Oui le meilleur reste à venir, ou mieux à inventer ! Nous avons des raisons de croire que cette crise nous fera grandir et que les choses ne seront plus comme avant. A l’instar d’une maman qui se tort de ses contractions, mais qui sait pertinemment que sa douleur est au service d’une vie à naître, ainsi la foi nous donne d’espérer que nous accouchons d’un nouveau monde au milieu même de cette nuit obscure dans laquelle l’humanité se trouve plongée. Les enfants d’Israël, en sortant d’Egypte où ils étaient esclaves, ont dû s’armer de foi et d’espérance pour oser quitter leur monde et s’élancer à travers l’incertitude du désert pour une terre promise dont ils n’avaient aucune idée, si ce n’est la promesse d’être un pays « où coule le lait et le miel ». Nous en sommes là aujourd’hui, en train de quitter un ancien monde et en route pour la terre promise ! Mais ce monde n’adviendra pas par coup de baguette magique. Il reste à inventer.

Pour tenir le coup durant cette épreuve il nous faut avoir la foi comme celle qui animait le peuple d’Israël dans sa longue traversée du désert.
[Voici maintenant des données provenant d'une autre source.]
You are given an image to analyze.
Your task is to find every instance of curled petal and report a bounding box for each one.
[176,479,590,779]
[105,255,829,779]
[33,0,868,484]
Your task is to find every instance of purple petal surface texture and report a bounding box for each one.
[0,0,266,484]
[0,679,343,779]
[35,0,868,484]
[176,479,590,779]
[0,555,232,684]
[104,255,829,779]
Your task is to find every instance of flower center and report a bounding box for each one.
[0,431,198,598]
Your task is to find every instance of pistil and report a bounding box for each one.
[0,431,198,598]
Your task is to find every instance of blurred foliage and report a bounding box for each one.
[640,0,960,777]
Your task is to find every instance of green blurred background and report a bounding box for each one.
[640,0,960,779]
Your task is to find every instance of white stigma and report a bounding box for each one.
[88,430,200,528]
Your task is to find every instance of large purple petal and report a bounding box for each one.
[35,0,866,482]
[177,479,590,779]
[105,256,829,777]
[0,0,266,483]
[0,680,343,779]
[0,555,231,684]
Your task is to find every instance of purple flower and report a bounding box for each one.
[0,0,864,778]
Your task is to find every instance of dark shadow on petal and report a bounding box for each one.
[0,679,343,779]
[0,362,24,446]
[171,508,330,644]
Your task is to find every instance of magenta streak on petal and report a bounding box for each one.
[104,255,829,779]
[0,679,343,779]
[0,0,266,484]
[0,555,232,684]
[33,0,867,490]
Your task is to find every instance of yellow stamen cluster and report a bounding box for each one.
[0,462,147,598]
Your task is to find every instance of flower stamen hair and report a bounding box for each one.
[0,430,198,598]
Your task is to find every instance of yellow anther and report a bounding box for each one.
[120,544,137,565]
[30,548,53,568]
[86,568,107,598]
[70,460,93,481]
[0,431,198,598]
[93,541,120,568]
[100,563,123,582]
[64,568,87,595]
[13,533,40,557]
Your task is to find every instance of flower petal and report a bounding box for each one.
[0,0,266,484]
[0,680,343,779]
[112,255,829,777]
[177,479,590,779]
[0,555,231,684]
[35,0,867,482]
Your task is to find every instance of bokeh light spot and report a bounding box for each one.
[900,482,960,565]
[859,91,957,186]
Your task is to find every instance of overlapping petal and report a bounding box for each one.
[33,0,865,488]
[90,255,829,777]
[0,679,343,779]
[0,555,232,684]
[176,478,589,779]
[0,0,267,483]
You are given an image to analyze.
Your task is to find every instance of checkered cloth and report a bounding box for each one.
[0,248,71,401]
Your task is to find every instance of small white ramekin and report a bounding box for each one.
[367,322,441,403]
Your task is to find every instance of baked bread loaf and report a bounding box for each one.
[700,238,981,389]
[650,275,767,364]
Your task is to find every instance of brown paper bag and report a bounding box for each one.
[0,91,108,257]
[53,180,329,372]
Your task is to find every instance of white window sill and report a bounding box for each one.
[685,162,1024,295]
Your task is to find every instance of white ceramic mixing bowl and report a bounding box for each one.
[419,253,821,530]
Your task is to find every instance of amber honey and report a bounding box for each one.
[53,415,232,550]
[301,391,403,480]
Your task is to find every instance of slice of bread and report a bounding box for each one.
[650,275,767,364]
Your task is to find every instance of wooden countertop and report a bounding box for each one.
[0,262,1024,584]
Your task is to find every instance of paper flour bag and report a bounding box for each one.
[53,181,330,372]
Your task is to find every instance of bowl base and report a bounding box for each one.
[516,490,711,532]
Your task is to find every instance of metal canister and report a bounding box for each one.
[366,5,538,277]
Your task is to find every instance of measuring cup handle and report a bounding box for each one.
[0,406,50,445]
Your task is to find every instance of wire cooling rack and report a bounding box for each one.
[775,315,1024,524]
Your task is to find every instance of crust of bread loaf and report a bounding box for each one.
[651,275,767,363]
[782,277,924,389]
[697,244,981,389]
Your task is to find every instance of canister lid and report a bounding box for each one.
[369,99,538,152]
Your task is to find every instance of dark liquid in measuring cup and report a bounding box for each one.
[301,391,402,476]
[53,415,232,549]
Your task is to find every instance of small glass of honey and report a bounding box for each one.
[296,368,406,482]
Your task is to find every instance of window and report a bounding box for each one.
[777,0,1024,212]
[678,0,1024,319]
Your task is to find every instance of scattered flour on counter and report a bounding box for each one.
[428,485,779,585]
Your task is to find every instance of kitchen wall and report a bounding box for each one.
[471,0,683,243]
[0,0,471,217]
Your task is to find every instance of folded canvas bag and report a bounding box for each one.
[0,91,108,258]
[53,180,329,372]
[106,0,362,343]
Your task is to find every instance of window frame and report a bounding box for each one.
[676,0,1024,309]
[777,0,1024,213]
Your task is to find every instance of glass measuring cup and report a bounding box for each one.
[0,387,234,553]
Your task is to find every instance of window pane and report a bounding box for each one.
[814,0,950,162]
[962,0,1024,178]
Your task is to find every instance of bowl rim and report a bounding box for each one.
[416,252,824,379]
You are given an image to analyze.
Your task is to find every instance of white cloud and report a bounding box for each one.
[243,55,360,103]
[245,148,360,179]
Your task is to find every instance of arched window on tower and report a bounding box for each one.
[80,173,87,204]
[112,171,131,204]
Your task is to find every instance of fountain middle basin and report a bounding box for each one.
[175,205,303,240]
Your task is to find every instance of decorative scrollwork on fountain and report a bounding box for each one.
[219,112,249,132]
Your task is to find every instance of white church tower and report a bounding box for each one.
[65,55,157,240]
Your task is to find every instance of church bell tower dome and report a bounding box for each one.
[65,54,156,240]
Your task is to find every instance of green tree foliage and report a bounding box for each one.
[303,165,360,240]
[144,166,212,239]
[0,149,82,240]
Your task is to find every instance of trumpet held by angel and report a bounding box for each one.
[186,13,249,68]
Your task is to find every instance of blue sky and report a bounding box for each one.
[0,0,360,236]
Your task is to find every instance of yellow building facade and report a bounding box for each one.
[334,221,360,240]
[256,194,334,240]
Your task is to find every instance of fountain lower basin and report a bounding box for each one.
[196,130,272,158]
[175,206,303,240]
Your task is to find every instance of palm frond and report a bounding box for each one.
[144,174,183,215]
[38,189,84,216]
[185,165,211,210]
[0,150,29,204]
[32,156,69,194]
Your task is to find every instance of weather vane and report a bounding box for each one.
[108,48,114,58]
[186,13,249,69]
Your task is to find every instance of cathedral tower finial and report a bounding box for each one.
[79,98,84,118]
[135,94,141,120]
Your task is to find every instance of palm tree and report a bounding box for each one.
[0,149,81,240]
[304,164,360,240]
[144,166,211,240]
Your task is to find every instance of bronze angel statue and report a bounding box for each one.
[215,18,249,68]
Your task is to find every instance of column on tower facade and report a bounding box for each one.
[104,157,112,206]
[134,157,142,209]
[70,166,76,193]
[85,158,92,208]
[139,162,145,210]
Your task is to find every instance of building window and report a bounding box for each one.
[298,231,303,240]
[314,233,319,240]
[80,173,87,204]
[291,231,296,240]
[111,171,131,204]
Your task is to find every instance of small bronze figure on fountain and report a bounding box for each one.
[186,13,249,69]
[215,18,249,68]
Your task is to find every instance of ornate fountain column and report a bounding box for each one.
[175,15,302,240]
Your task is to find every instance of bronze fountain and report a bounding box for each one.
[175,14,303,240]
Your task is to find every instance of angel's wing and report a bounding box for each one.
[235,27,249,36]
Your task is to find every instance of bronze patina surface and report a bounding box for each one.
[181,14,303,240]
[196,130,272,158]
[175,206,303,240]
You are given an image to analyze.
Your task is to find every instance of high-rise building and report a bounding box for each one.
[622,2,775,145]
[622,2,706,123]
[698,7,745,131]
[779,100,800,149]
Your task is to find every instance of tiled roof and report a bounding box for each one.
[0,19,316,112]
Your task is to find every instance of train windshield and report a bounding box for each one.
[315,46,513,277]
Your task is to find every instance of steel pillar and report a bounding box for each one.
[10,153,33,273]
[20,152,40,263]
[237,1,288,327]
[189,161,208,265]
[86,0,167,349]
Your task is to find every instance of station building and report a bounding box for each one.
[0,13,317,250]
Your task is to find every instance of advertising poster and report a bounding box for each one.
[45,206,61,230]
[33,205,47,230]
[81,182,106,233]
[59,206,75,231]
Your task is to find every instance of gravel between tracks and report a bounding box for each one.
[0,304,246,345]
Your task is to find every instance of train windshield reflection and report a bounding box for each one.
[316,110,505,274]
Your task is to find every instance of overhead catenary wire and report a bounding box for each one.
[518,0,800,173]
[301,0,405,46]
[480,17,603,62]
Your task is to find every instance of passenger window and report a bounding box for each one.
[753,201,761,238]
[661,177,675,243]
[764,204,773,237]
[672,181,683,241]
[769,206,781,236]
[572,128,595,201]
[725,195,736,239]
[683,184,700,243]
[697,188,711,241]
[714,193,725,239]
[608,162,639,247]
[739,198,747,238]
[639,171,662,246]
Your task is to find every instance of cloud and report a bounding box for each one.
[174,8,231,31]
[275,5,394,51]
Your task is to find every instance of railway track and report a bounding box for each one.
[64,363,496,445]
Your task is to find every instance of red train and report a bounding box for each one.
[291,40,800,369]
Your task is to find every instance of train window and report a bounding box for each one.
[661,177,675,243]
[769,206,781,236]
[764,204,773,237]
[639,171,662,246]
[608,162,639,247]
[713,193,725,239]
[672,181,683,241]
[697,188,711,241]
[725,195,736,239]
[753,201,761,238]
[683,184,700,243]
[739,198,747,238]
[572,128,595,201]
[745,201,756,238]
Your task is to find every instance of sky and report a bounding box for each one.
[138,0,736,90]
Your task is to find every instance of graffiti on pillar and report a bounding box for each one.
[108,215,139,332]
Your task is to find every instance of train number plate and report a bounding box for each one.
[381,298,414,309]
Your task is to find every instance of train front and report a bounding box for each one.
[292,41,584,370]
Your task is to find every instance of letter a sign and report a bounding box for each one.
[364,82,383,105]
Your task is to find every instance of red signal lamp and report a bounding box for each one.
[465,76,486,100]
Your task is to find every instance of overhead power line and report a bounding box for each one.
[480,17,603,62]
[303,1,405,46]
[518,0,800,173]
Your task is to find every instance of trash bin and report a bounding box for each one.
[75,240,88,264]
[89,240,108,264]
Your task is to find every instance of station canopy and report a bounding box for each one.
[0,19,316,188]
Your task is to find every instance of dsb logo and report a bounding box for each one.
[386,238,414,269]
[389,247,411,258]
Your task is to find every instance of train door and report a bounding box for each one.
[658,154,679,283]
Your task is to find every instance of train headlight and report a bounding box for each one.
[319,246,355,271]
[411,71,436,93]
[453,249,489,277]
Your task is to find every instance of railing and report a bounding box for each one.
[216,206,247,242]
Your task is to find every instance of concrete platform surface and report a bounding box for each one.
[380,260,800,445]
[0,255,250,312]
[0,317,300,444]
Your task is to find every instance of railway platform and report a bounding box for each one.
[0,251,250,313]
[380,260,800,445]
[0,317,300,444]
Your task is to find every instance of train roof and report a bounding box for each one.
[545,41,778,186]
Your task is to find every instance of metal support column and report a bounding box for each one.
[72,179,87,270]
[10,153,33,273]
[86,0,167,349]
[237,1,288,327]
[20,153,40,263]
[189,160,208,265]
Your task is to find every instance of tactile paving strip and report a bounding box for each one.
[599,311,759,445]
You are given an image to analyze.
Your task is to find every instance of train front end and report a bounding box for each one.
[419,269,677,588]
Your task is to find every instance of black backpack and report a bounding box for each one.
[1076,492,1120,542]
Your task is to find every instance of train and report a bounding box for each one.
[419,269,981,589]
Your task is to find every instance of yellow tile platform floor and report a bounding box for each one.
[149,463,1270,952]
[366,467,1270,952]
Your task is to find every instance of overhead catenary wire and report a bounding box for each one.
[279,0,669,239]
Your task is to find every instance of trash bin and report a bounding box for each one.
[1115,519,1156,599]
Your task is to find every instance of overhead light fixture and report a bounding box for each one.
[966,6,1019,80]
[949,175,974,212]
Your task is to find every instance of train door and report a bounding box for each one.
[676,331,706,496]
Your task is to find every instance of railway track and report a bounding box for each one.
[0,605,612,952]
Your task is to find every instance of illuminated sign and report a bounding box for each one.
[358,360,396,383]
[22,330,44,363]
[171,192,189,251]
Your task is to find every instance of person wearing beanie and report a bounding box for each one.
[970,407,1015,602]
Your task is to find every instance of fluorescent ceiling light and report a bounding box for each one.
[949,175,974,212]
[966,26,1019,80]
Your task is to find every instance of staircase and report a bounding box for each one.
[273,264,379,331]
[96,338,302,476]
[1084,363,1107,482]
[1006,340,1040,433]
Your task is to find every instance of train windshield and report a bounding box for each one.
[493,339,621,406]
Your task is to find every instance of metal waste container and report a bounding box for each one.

Etre un homme de foi, cesser d’être incrédule, c’est ce à quoi Jésus invite Thomas dans l’Evangile de ce dimanche. Thomas, surnommé Didyme (c’est-à-dire Jumeau) nous ressemble un peu, il est notre jumeau à nous tous qui nous disons cartésiens, nous qui ne voulons pas croire avant d’avoir vu. Et aujourd’hui, comme nous, il est aussi confiné avec les autres apôtres. Confinés par peur non pas d’un virus, mais des juifs qui voulaient les faire arrêter. C’est dans cette peur, alors que toutes les portes étaient verrouillées, que Jésus vient s’infiltrer : « Jésus vint et il était là au milieu d’eux. Il leur dit : La Paix soit avec vous ! ». Plus que jamais, nous avons aussi besoin de cette paix.

Remarquons ce détail très important : Jésus ressuscité, dont le corps glorieux n’est plus soumis aux lois de la nature, porte cependant les marques de sa passion, les cicatrices de ses mains et de son côté qu’il invite Thomas à explorer. C’est la preuve visible qu’on peut traverser des moments extrêmement difficiles, même la mort, et en sortir vivant ! Heureux Thomas qui a cru parce qu’il a vu cela, mais plus heureux encore seront ceux qui croiront sans avoir vu, ceux qui croiront au cœur même de l’épreuve que celle-ci n’est pas une fin, mais un passage vers une vie meilleure !

Enfin, en soufflant sur ses disciples, Jésus leur dit : « Recevez l’Esprit Saint… ». Jésus savait qu’ils avaient besoin d’un souffle nouveau pour sortir de leur torpeur. Nous aussi, c’est de souffle que nous avons besoin, surtout nos frères et sœurs atteints par le coronavirus et qui ont le souffle court ou carrément coupé. Prions pour que Jésus continue de souffler sur chacun d’eux à travers les gestes des soignants et de tous nos héros du quotidien qui maintiennent la vie possible pour tous et qui sont le signe vivant de la Divine Miséricorde.